Proces konserwacji siana jest bardzo pracochłonny i uzależniony od warunków pogodowych. Wymaga wielokrotnego przetrząsania i przechowywania pod zadaszeniem. Siano jest bardzo dobrym komponentem, składnikiem diety krów mlecznych. Jego smakowitość i zapach powodują u zwierząt zwiększone łaknienie. Nie wywołuje chorób metabolicznych. Jeśli jednak nie uda nam się zebrać masy w czasie dobrej pogody, siano może stać się włókniste, spada zawartość w nim białka i energii. Tym samym całą dietę musimy wspomagać dodatkowymi paszami białkowymi w celu zapewnienia odpowiedniego bilansu dawki, a to podnosi koszty. Produkcja siana w porównaniu do produkcji zielonki czy sianokiszonki jest bardziej pracochłonna, ryzykowna, powoduje znaczne straty konserwowanej masy – z 5 dt zielonej masy powstaje 1 dt siana. Ze względów opłacalności, organizacji pracy i strat należy dążyć do ograniczenia produkcji siana i rezygnować z jego udziału w dawce pokarmowej. Stwierdzenie to jest dosyć ryzykowne i dla niektórych hodowców może się okazać kontrowersyjne.
Należy pamiętać, że 5 dt zielonki wnosi więcej masy i wartości pokarmowej niż 1 dt siana. Podczas suszenia trawy dochodzi do znacznych strat wody, wraz z którą tracone są wartości pokarmowe. Strat tych nie można uniknąć, można jedynie spróbować je ograniczyć. Z wyliczeń wynika, że z 1 dt świeżej zielonki, bardzo dobrej jakości bydło jest w stanie wyprodukować 380 kg mleka. Z sianokiszonki wyprodukowanej z 1 dt zielonki wartość ta spada do 300 kg mleka. Najniższa wydajność, bo tylko 200 l, uzyskiwana jest z siana wytworzonego z 1 dt zielonki.

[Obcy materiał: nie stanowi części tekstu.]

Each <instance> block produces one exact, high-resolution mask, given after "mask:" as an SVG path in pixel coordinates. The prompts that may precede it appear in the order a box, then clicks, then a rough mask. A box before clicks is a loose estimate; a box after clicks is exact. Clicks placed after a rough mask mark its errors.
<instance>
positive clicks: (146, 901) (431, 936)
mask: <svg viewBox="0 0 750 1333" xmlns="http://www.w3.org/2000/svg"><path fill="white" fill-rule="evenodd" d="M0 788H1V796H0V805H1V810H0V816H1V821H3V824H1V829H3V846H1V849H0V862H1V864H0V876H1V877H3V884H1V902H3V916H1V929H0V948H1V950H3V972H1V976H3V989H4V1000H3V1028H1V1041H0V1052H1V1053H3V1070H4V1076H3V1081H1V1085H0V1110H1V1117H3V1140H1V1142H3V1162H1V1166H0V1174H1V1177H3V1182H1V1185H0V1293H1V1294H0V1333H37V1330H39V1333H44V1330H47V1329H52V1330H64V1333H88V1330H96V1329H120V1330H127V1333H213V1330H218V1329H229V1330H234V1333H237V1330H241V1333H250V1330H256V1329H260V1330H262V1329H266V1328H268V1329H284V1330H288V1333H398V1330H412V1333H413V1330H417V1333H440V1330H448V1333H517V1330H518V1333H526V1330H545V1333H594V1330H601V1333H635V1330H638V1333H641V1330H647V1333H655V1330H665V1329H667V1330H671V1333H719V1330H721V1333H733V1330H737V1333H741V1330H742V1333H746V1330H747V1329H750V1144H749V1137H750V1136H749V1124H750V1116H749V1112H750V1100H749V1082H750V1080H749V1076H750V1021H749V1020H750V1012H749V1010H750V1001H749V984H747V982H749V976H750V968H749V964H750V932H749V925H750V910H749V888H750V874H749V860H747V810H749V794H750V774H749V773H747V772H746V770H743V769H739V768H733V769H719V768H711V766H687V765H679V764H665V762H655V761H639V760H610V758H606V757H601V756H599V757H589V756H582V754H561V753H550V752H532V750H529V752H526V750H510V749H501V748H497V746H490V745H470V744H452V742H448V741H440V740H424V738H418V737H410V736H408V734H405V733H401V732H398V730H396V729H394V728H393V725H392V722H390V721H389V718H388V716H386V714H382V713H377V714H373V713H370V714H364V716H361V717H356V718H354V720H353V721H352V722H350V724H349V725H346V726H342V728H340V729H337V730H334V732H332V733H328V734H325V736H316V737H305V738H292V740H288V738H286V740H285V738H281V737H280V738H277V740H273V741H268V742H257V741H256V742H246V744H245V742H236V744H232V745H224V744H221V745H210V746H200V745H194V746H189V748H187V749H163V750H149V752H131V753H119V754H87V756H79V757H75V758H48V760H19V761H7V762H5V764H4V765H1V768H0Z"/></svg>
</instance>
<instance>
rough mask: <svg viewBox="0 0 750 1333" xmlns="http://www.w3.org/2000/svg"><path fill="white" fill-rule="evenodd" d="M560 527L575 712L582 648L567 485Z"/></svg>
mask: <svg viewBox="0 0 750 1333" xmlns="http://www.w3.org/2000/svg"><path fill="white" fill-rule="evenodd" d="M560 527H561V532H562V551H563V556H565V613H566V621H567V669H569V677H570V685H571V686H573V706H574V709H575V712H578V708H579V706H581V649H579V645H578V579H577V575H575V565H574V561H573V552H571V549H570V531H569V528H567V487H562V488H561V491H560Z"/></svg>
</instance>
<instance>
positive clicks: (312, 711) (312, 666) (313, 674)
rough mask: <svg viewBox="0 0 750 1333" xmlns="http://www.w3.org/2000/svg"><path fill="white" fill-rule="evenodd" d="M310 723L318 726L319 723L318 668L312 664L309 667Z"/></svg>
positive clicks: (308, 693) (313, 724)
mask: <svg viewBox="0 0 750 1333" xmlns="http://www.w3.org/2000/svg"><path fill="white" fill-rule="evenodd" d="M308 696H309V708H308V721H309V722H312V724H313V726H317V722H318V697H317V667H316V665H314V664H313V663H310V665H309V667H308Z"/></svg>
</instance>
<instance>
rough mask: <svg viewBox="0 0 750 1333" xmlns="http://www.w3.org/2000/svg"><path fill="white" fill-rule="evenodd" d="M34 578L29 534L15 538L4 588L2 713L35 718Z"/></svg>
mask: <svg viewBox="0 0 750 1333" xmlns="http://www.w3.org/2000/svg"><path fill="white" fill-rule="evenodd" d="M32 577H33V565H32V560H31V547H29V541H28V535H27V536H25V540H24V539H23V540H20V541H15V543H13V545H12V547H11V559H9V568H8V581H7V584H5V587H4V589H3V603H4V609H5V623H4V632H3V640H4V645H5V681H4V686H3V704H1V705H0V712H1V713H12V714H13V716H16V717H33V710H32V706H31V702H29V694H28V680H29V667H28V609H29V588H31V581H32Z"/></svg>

Czy wobec tego należy zupełnie zrezygnować z siana?
Odpowiedź brzmi: NIE. Bardzo dużo gospodarstw, większych i mniejszych, od lat w diecie zwierząt stosuje siano. Niektóre z nich pokładają w nim główne nadzieje, gdyż siano w dawce zapewnia dobrą strukturę diety. Ponadto poprawia smakowitość i bardzo dobrze stymuluje żołądek do pracy. Ma bardzo dobry wpływ na przewód pokarmowy. Jeszcze lepszym rozwiązaniem jest wprowadzenie do dawki pokarmowej siana i słomy, która jeszcze bardziej poprawia jej strukturę, wydłuża przeżuwanie zwierząt, a więc wykorzystanie TMR-u jest bardziej efektywne w porównaniu z wykorzystaniem dawki wyłącznie z sianem. Podsumowując, czy uprawiać trawy na siano? Wydaje się, że odpowiedź wcale nie jest prosta, w przeciwnym razie wszystkie gospodarstwa prowadzące hodowle bydła mlecznego produkowałyby jeden rodzaj paszy.